There are many chocolate holidays throughout the year, but there is only one National Chocolate Day. This amazing holiday honors one of America’s favorite flavors. It is observed annually on October 28, fitting in its proximity to Halloween.
Chocolate comes from Theobroma cacao seeds, roasted and ground, often flavored, as with vanilla. It can exist in several forms - liquid, paste, in a block, or as a flavoring ingredient in other foods.
Cacao seeds are thought to have been used as early as 1100 B.C., perhaps even earlier. According to The Smithsonian, there is case to be made that “evidence of chocolate consumption stretches back three or even four millennia, to pre-Columbian cultures of Mesoamerica such as the Olmec.” For several centuries, the cacao bean was even considered valuable enough to be used as currency. Both the Mayans and Aztecs believed it had magical or divine properties, enough so that they could use it in sacred rituals of birth, marriage, and death.
We certainly consider it valuable today, and we wouldn’t argue against it having magical properties.
Modern use of chocolate can be arguably traced back to the early 19th century. In 1828, a Dutch chemist found a way to make powdered chocolate, which would soon lead to the creation of the solid chocolate. This would happen around 1847, when Joseph Fry discovered that he could make a moldable chocolate paste by adding melted cacao butter back into Dutch cocoa.
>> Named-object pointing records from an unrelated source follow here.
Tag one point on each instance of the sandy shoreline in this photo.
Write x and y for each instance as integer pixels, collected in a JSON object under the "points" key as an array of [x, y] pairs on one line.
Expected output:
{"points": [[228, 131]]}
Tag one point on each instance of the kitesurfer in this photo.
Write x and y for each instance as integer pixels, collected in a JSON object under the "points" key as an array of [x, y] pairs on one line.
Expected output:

Today, the chocolate industry is massive. It is a $50 billion+ per year business worldwide, with the United States accounting for $20 billion of the world’s chocolate revenue.
Chocolate is a dynamic flavor that has expanded in its usage over time. Artisans around the globe are constantly coming up with new and innovative ways to incorporate it into our foods. Premium flavor profiles, as well as low and reduced sugar varieties, are the places that the chocolate industry seems to be heading, due to consumers’ growing taste for gourmet and health-conscious products.
If chocolate has ever put a smile on your face, that is certainly the intention. It is a food that is strongly tied to emotional needs. Research from Mintel states that one in five Americans purchases chocolate to improve their mood. If you’re a bakery owner, you’ve no doubt experienced the look on a customer’s face when they take a bite out of a delicious chocolate treat, and that is something worth celebrating.